In This Corner

Sex, Liberals, Conservatives,
and the Bible

by Brian Knowles

One of the major reasons some people loath Christianity, Christians and the Bible is that we presume to tell the world how human sexuality ought not to be expressed. At least one church -- the largest -- has gone so far as to define even garden-variety marital sex as venial (minor, able to be pardoned) sin.

We’ve heard preachers of all stripes pontificate on just about aspect of human sexuality. We’ve seen liberal preachers virtually ignore Scriptural injunctions on the subject, as though they were utterly irrelevant. We’ve seen conservative preachers interpret them so strictly that they have squeezed out of passages "meaning" that simply isn’t there. Many have gone far beyond Scripture, and deeply into the realm of personal opinion, in defining what is acceptable or unacceptable sexual behavior for Christians.

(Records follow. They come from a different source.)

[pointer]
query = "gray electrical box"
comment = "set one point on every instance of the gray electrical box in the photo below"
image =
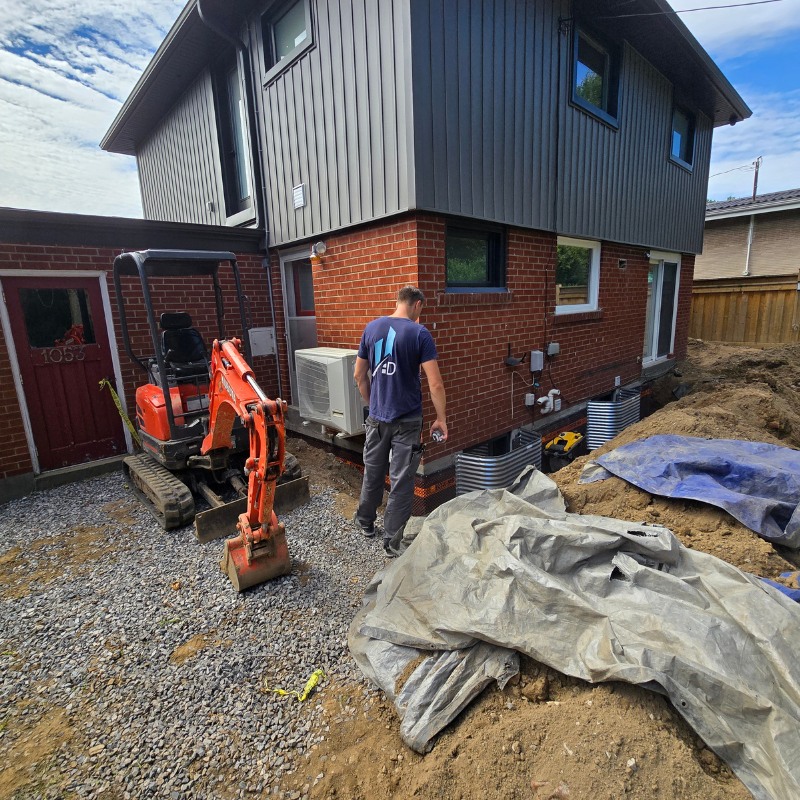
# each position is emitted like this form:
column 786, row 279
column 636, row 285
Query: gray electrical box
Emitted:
column 262, row 341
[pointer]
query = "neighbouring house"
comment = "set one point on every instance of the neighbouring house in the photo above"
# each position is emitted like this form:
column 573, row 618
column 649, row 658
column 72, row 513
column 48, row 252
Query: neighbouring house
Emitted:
column 747, row 280
column 538, row 168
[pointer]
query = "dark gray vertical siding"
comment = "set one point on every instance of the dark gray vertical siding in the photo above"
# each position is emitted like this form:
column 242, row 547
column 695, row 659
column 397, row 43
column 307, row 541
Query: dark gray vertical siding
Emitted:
column 484, row 122
column 179, row 165
column 496, row 137
column 336, row 119
column 620, row 183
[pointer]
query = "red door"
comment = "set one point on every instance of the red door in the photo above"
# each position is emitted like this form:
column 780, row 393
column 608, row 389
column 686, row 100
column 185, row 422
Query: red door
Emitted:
column 59, row 331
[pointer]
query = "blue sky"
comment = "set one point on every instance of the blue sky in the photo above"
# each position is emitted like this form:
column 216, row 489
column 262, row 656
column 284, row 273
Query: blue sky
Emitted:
column 66, row 67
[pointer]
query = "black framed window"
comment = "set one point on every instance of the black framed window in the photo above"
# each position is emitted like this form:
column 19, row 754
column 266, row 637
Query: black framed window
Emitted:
column 232, row 128
column 475, row 257
column 577, row 275
column 286, row 32
column 596, row 75
column 682, row 142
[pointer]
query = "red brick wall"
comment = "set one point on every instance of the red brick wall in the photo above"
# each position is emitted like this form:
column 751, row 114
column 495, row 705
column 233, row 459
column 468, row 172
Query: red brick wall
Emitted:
column 359, row 275
column 358, row 278
column 195, row 296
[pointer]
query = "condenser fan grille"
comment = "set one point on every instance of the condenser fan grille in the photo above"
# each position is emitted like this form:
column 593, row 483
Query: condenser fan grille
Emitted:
column 312, row 385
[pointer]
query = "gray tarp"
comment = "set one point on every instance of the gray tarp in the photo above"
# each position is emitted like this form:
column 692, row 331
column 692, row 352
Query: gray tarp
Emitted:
column 593, row 597
column 755, row 482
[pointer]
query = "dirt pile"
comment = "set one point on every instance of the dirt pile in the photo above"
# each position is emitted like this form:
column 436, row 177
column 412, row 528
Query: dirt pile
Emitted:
column 547, row 735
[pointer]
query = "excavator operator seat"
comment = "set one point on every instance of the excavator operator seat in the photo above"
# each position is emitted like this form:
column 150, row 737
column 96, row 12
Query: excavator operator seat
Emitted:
column 183, row 347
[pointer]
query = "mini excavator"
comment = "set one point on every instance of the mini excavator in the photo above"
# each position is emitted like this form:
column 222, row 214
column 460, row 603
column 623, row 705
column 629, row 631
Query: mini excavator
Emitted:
column 206, row 428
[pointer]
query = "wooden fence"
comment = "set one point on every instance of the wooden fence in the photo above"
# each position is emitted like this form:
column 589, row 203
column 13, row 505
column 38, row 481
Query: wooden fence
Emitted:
column 746, row 310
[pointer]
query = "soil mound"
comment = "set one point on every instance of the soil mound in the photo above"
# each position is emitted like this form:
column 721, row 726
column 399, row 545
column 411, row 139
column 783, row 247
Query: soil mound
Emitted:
column 550, row 736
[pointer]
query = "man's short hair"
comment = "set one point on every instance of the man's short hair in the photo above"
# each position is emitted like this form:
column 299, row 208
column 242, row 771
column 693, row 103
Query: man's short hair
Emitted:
column 410, row 295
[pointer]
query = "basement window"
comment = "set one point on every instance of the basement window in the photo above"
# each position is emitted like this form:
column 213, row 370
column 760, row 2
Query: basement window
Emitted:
column 577, row 275
column 286, row 33
column 475, row 258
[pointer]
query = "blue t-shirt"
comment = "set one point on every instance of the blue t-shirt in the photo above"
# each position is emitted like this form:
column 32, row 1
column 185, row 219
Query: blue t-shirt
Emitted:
column 395, row 347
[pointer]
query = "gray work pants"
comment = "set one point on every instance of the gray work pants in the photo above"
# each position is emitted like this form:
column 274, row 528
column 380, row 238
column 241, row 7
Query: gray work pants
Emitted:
column 402, row 437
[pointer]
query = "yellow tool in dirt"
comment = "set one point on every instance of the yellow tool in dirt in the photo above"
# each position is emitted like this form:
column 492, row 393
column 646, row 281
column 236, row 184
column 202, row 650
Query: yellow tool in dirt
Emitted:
column 311, row 683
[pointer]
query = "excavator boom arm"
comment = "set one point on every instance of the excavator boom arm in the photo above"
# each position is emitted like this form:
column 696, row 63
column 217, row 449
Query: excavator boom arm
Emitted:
column 233, row 392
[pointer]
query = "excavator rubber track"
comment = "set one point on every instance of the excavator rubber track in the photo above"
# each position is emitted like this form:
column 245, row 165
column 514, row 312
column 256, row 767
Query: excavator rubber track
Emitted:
column 165, row 495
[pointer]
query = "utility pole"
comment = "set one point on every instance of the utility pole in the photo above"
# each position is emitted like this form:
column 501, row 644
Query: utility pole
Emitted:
column 756, row 165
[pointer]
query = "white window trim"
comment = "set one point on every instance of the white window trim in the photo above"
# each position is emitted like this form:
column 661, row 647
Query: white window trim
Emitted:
column 594, row 276
column 661, row 257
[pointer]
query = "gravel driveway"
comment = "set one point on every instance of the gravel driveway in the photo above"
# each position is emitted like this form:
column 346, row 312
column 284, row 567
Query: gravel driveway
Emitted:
column 130, row 668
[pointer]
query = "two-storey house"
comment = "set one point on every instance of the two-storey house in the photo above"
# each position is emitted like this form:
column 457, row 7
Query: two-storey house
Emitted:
column 537, row 167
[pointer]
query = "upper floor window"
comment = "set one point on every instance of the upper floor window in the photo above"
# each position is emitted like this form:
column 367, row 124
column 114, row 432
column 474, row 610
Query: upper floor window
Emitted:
column 595, row 76
column 475, row 258
column 232, row 125
column 287, row 33
column 682, row 144
column 577, row 275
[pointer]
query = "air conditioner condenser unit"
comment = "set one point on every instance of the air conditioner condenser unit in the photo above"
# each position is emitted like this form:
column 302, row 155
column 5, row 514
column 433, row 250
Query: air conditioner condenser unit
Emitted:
column 327, row 391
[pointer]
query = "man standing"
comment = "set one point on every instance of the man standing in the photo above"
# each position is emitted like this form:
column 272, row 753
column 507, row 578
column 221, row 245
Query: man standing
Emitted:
column 387, row 372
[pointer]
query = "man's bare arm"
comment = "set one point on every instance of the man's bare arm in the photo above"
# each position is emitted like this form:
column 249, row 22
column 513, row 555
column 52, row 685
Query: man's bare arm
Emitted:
column 361, row 376
column 436, row 387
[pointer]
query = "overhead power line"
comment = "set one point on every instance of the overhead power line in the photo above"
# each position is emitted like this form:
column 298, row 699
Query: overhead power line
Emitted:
column 689, row 10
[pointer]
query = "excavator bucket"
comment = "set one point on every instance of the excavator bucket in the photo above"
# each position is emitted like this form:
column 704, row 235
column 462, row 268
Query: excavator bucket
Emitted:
column 269, row 561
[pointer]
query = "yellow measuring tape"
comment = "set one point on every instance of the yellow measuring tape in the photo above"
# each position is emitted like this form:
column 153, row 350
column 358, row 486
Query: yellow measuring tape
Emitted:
column 311, row 683
column 105, row 382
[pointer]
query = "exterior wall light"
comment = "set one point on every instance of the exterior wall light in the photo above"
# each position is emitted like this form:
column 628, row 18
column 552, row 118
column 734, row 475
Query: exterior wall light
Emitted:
column 317, row 251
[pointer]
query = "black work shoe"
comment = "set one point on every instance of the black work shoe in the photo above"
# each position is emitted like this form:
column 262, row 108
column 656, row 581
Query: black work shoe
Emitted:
column 390, row 551
column 368, row 531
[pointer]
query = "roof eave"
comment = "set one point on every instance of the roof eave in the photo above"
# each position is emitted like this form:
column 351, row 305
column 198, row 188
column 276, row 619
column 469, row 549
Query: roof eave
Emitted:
column 751, row 210
column 116, row 138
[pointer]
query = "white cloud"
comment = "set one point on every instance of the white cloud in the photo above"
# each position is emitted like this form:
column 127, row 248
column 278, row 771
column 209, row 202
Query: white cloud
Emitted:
column 65, row 69
column 773, row 132
column 733, row 32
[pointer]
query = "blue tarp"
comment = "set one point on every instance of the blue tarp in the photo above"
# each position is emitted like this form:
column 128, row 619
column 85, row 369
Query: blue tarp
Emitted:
column 755, row 482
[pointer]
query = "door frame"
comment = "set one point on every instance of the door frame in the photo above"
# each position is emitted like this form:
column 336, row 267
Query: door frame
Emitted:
column 5, row 323
column 287, row 256
column 657, row 258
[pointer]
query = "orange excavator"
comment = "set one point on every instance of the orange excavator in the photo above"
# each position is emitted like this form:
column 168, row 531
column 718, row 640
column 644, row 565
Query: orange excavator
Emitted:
column 259, row 551
column 206, row 428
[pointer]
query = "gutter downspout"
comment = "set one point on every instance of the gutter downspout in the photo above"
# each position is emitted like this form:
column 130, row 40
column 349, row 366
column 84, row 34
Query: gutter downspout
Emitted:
column 216, row 24
column 750, row 234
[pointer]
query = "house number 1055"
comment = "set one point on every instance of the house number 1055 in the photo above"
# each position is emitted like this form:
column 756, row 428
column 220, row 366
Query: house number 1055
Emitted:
column 63, row 355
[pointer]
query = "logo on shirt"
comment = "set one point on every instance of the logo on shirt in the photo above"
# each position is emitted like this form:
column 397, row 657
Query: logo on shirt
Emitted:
column 383, row 362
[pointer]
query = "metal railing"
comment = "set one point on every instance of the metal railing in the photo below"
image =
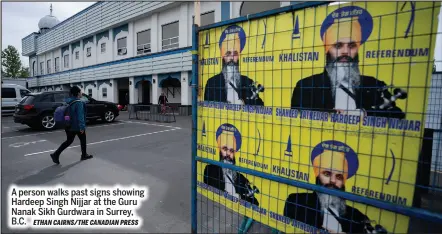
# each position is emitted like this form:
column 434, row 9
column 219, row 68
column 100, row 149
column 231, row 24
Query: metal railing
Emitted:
column 156, row 113
column 173, row 43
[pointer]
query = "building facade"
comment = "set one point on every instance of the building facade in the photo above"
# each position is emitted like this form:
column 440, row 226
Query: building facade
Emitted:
column 125, row 52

Of course it isn’t so much what the Bible says that’s "the problem" -- it’s how people interpret it. Liberal Christians and Jews, for example, do not interpret the moral commandments of God as strictly as do conservative or Orthodox ones.

It’s like the old joke about the two preachers who each decided to start their own denomination, each of which would have only one commandment. The conservative preacher’s commandment was, "Thou shalt not." The liberal preacher’s commandment was, "Thou shalt." (Of course this is an exaggeration to illustrate the point. It’s not meant to paint liberal Jews or Christians with an inappropriately broad brush.)

Liberal Christians often seem to interpret Biblical commandments regarding sexual behavior as "thou shalt’s." Thou shalt commit adultery – if thou art a "consenting adult." Thou shalt perform homosexual acts, if thou art so inclined. Thou shalt kill thine unborn offspring – if thine offspring inconveniences you in any way. Thou shalt commit fornication, if thou art in love. Etc. etc. etc.

Conservative Christians often plunge headlong into the other ditch, declaring as sinful things about which the Bible is mainly silent. For example, hard line preachers can sometimes be heard prescribing acceptable and unacceptable sexual positions for marital sex. They will pontificate about which forms of birth control are permitted, and which are not. They will forbid all abortions under all circumstances, labeling them homicide across the board.

Liberal Christians interpret Scripture liberally, and conservative Christians interpret it conservatively – often either ignoring plain meaning, or going well beyond the plain meaning of Scripture to add their own proscriptions.

To interpret, for example, the Bible as permitting such things as fornication, homosexuality, adultery, gay and lesbian marriages and ordinations, etc., is to virtually do away with Scripture as a moral guide. It is to "destroy" Torah through misinterpretation (cf. Matthew 5:17).

To interpret Scripture as forbidding what it does not forbid – even "in principle" – is doing the same thing. In their zeal to "stay away from the edge of the cliff," some exegetes interpret many passages far more strictly than is appropriate – even reading into them things that aren’t there.

Bible Facts About Sex
Let’s look at some facts about what the Bible does, and does not say, about human sexual expression and related items:

If you’re a liberal, and you’ve read the above, you may be grinding your teeth with anger about what the Bible says is impermissible sexual behavior. You may be muttering something about "homophobes" or "narrow-minded religious bigots trying to impose their morality on the rest of us."

If you’re a conservative, you will probably be thinking that the above is "too liberal." The real issue is, what does the Bible actually say, and what does it intend? Furthermore, how do we correctly and appropriately use the Bible to decide on matters about which it has no direct references? This last is the gray area where many have gone astray. It’s a matter of judgment, of listening to the promptings of the Holy Spirit, and of common sense. If we add to Scripture, we are in trouble. If we subtract from it, we are in trouble. Many have done both.

Each believer must ask himself or herself, "Within the boundaries of Scripture – that is, where Scripture speaks clearly on a subject – what may I do, or not do? And where it does provide clear guidelines, what falls within the realm of a clear conscience?"

Perhaps the most appropriate question of all to ask in this context is "What would Jesus do, or not do?" Could you, for example, picture our Lord taking out a subscription to the pornographic and often sacrilegious Hustler magazine?

In today’s world, sex, like religion, has been commercialized and politicized to such a degree that it is culturally pervasive. Sexual minorities seek political power in order to protect their chosen "lifestyle." Those who market to the full range of sexual appetites seek to protect, and enlarge, their incomes. Sex is Big Business, and much of that business is associated with organized crime – especially to the degree that it involves illegalities.

Human sexuality is a gift of the Creator. It’s ours to rejoice in and be grateful for. It is, of itself, nothing to be ashamed of or embarrassed by – so long as we express it within the boundaries God has set for us.